Birdsong Analysis and Species Identification with Machine Learning

December 2, 2025 - 7 mins read

Abstract

In ecology, identification of species is necessary in order to determine the composition of habitats, biodiversity, and the health of ecosystems. However, identification can be a difficult process due to the need for frequent field observations and the existence of visually similar species. In this respect, machine learning offers many benefits for the field of ecology through classification. For the identification of birds, audio analysis can be used to simplify the process by using their unique calls as identifiable features. With the use of citizen science recordings, this experiment shows how analyzing spectrograms of audio data can be used to identify birds from field recordings.

Introduction

Species composition is an important aspect of ecology used to measure the health of an ecosystem and how it changes over time. The composition of an ecosystem is determined through routine field observations and cataloging the types of organisms present.

Determining the composition of bird species in a habitat can be done through visual observations, but another option is to use audio recordings and distinguishing a species by its unique song or call. However, the process of identifying a bird by listening to its sounds can be difficult and time-consuming. Despite this, audio identification has some benefits over visual identification in that it can be easier to obtain audio data than visual data, and it has the potential to be automated through audio recordings. Audio records can be obtained from a habitat, which can then be processed and classified without the need for a field observation.

With the use of audio recordings of bird songs and machine learning algorithms, it would be possible to classify and identify a species of bird through its vocalizations. The model could be used to track migration habits, or act as an early-warning system to detect non-native birds entering a habitat. Classification of citizen science recordings of bird calls can also be aided with this model to improve the data available for birds.

Through the use of audio feature extraction from spectrogram analysis, it is shown that this approach can be used for bird identification through field recordings.

Dataset

The dataset used for this experiment was the Xeno-Canto wildlife sounds repository hosted by the Xeno-canto Foundation¹. This dataset was chosen due to its large quantity of bird audio data, as well as the ability to filter data based on its quality. Audio data from Xeno-Canto can also be classified as belonging to multiple species, which makes it more realistic to recording obtained from a field observation.

The scope of the dataset was limited to 100 birds most commonly found in the eastern United States.
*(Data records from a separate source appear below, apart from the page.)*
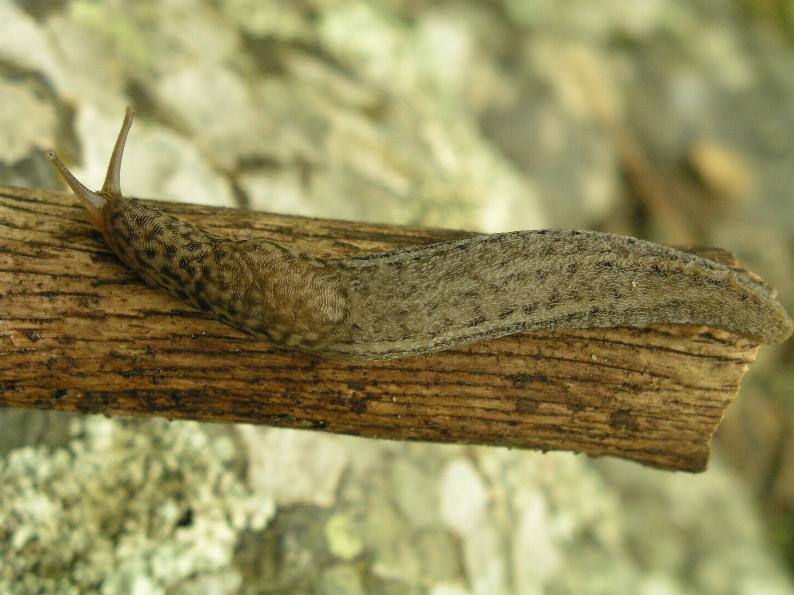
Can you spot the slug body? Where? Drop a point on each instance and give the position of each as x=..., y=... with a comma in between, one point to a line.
x=429, y=298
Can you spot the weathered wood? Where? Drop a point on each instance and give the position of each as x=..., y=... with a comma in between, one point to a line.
x=79, y=333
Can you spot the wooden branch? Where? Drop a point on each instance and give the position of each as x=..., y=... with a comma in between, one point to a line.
x=79, y=333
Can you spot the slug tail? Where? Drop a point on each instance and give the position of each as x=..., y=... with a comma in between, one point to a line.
x=92, y=201
x=112, y=183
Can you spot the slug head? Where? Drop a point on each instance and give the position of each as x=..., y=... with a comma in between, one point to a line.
x=95, y=202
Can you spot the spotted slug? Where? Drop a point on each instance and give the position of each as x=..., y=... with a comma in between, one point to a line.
x=428, y=298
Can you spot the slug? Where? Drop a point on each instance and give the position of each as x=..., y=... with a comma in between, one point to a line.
x=428, y=298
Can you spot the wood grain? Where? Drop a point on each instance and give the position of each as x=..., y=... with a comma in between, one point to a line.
x=79, y=333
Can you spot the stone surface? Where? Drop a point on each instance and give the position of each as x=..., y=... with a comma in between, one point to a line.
x=492, y=116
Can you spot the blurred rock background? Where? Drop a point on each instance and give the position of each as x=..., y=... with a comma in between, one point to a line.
x=662, y=119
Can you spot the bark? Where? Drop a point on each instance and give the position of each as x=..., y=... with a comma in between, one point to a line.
x=80, y=333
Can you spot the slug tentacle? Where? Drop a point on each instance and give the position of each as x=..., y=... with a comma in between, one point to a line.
x=112, y=183
x=428, y=298
x=93, y=202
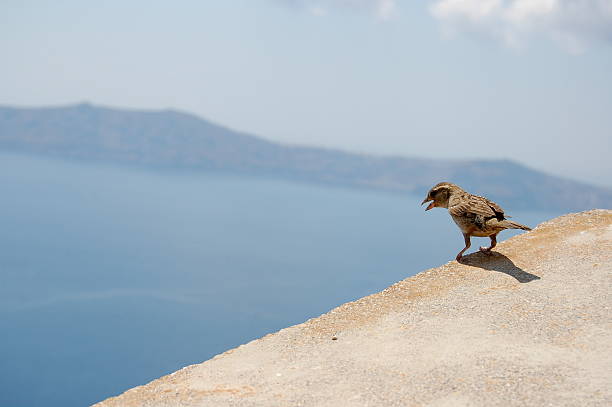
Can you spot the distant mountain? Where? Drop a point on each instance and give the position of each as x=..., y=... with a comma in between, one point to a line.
x=171, y=139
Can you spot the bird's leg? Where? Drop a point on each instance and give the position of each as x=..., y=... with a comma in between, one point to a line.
x=487, y=250
x=466, y=237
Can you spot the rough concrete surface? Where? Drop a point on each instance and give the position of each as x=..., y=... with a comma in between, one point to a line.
x=530, y=325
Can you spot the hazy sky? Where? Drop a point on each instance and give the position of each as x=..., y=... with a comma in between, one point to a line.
x=529, y=80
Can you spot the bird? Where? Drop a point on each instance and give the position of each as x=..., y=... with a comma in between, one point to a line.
x=475, y=215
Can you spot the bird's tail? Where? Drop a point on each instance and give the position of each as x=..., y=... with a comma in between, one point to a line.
x=508, y=224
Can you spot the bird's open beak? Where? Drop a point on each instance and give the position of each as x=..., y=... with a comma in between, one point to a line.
x=431, y=205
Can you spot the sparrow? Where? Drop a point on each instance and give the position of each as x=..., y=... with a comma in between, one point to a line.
x=475, y=215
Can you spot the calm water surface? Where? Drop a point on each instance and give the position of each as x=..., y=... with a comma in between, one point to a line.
x=112, y=277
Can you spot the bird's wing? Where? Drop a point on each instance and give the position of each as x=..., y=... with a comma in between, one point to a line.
x=477, y=205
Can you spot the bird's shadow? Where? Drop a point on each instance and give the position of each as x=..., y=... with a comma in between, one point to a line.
x=498, y=262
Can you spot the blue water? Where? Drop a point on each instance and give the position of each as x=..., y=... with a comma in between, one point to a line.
x=112, y=277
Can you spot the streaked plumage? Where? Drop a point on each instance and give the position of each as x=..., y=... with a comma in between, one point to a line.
x=475, y=215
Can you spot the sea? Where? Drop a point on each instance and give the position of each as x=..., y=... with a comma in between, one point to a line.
x=111, y=277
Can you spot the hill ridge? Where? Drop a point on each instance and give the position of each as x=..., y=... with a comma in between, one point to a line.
x=169, y=139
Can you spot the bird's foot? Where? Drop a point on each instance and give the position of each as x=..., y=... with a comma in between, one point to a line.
x=486, y=250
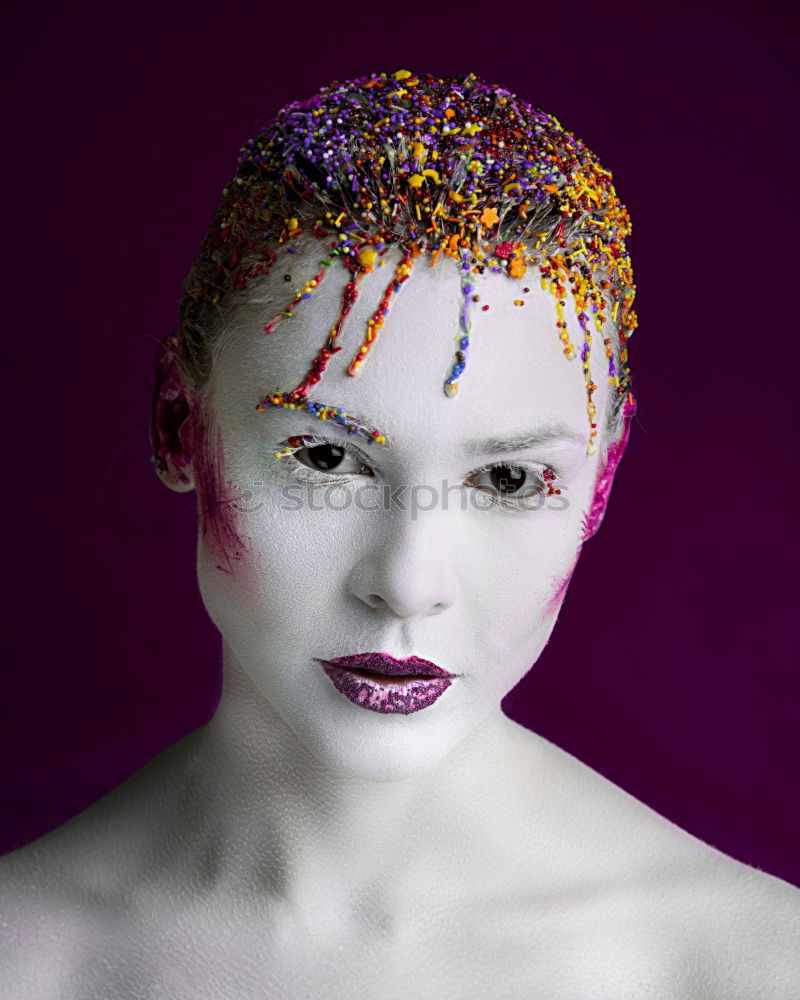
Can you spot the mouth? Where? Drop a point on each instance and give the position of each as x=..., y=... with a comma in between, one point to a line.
x=385, y=665
x=381, y=683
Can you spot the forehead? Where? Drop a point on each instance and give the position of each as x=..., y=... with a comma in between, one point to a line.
x=516, y=376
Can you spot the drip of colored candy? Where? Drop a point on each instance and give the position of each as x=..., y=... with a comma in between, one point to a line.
x=449, y=168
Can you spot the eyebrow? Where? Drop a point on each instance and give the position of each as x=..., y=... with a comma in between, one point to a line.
x=551, y=433
x=547, y=434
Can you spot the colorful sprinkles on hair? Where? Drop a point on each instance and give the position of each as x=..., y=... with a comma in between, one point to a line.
x=442, y=168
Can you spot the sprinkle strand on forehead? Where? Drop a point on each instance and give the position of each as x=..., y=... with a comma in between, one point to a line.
x=454, y=169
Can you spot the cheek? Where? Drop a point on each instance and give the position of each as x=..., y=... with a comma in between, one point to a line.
x=560, y=582
x=223, y=540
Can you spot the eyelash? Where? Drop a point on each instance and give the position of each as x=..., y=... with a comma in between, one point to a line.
x=305, y=474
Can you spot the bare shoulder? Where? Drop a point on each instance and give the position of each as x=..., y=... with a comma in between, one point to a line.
x=706, y=923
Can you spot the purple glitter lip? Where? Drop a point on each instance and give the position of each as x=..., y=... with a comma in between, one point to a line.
x=381, y=683
x=383, y=663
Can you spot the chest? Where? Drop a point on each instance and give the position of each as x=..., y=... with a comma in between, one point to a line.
x=550, y=951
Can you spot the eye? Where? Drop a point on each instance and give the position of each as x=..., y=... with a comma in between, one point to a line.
x=512, y=485
x=324, y=457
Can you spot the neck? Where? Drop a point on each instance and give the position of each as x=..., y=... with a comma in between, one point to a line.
x=283, y=825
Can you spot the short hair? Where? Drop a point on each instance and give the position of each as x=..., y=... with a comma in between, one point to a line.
x=451, y=167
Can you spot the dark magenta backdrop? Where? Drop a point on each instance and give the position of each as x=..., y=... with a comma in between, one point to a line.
x=673, y=669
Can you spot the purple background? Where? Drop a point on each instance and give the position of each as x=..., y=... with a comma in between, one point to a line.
x=673, y=670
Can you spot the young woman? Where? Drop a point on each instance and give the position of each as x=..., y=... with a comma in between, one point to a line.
x=400, y=389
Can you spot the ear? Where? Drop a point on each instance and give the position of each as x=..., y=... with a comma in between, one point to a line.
x=605, y=476
x=171, y=420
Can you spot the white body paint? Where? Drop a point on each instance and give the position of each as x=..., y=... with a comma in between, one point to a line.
x=301, y=846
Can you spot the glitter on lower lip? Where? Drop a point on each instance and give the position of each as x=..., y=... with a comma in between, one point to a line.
x=389, y=695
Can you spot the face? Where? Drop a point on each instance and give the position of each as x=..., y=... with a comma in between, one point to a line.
x=411, y=548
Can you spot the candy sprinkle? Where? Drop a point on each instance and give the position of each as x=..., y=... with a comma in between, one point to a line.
x=441, y=168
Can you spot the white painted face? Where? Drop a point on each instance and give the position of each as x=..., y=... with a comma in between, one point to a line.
x=290, y=571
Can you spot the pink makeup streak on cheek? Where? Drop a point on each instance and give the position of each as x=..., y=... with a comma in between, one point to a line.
x=561, y=584
x=220, y=520
x=602, y=488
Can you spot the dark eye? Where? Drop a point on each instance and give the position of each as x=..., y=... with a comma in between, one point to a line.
x=509, y=481
x=508, y=478
x=326, y=457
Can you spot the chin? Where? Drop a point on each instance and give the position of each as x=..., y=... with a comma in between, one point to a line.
x=386, y=748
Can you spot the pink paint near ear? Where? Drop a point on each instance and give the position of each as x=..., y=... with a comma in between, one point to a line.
x=560, y=589
x=219, y=516
x=170, y=410
x=602, y=488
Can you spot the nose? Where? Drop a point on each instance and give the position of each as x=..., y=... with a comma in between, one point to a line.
x=409, y=571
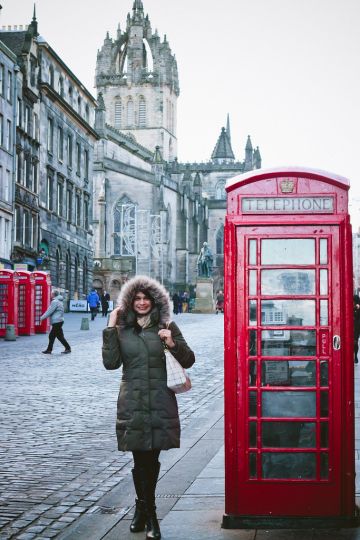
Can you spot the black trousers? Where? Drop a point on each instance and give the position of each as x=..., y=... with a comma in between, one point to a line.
x=57, y=332
x=146, y=459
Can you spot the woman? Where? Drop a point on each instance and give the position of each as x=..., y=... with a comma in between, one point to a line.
x=147, y=412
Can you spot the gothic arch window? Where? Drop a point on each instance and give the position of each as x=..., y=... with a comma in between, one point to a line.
x=220, y=240
x=68, y=271
x=118, y=113
x=130, y=113
x=142, y=112
x=220, y=190
x=125, y=228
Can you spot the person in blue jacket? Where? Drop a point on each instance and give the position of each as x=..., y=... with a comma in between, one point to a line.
x=93, y=301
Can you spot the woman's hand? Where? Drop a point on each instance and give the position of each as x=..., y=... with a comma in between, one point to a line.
x=113, y=317
x=165, y=335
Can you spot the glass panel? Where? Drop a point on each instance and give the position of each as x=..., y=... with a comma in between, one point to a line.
x=288, y=404
x=252, y=433
x=324, y=403
x=289, y=312
x=288, y=251
x=252, y=403
x=252, y=343
x=324, y=466
x=323, y=251
x=324, y=373
x=289, y=465
x=324, y=434
x=287, y=282
x=252, y=251
x=252, y=282
x=252, y=465
x=288, y=343
x=252, y=373
x=288, y=373
x=288, y=434
x=252, y=312
x=323, y=282
x=324, y=319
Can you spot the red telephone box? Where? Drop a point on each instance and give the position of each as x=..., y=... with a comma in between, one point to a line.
x=42, y=300
x=289, y=362
x=26, y=302
x=8, y=300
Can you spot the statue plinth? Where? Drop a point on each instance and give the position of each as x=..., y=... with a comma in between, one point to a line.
x=204, y=301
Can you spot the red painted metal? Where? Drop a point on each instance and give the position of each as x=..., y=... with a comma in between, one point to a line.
x=289, y=204
x=8, y=300
x=26, y=314
x=42, y=300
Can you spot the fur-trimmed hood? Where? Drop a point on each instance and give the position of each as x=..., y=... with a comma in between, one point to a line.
x=161, y=312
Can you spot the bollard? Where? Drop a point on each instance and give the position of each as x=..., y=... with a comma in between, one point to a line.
x=84, y=323
x=10, y=333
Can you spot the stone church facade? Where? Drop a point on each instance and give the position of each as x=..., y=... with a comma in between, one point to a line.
x=151, y=212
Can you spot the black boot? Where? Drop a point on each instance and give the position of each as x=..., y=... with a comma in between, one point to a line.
x=139, y=519
x=152, y=525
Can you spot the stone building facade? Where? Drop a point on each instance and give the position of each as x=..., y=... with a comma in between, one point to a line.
x=151, y=212
x=8, y=88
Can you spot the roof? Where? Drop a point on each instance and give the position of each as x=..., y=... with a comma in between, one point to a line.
x=223, y=148
x=261, y=174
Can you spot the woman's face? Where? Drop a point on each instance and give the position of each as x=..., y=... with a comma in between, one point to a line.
x=142, y=304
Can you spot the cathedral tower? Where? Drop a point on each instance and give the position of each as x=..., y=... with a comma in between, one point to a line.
x=138, y=78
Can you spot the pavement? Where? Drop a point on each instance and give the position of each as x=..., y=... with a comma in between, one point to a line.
x=61, y=475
For training the model, 25 birds were selected from this set, containing 21 Passerine birds, 2 Piciform birds, 1 Strigiform bird, and 1 Gruiform bird. 100 audio samples were selected at random from the Xeno-Canto dataset for each of the 25 birds, for a total of 2500 samples. As a result, there was no class imbalance in this dataset at the species level. However, there is a class imbalance at the family level, as most samples in this dataset belong to Passerine birds.

Data from Xeno-Canto was limited to recordings made in the United States that were at most 90 seconds long, had a quality score of ‘A’ or ‘B’, and had a sample rate of at least 22.05kHz.

The iNaturalist Sounds Dataset compiled by Chasmai et al. [2024]² was also used in this project, but data from Xeno-Canto was used primarily, as samples from iNaturalist Sounds were often noisy and the dataset was larger, having data for species outside the scope of the project. This dataset was used for data exploration, producing visualizations of audio file spectrograms.

Data Processing

Audio files in the dataset were first loaded using librosa and down sampled to 22.05kHz if the sample rate of the file was too large. After down sampling, a mel-scaled spectrogram was obtained from each file, which was used as a feature for model training. Mel-frequency cepstral coefficients (MFCCs) were derived from the mel spectrogram and included in the feature set. Both of these metrics measure the intensity of frequencies at certain points throughout the audio file.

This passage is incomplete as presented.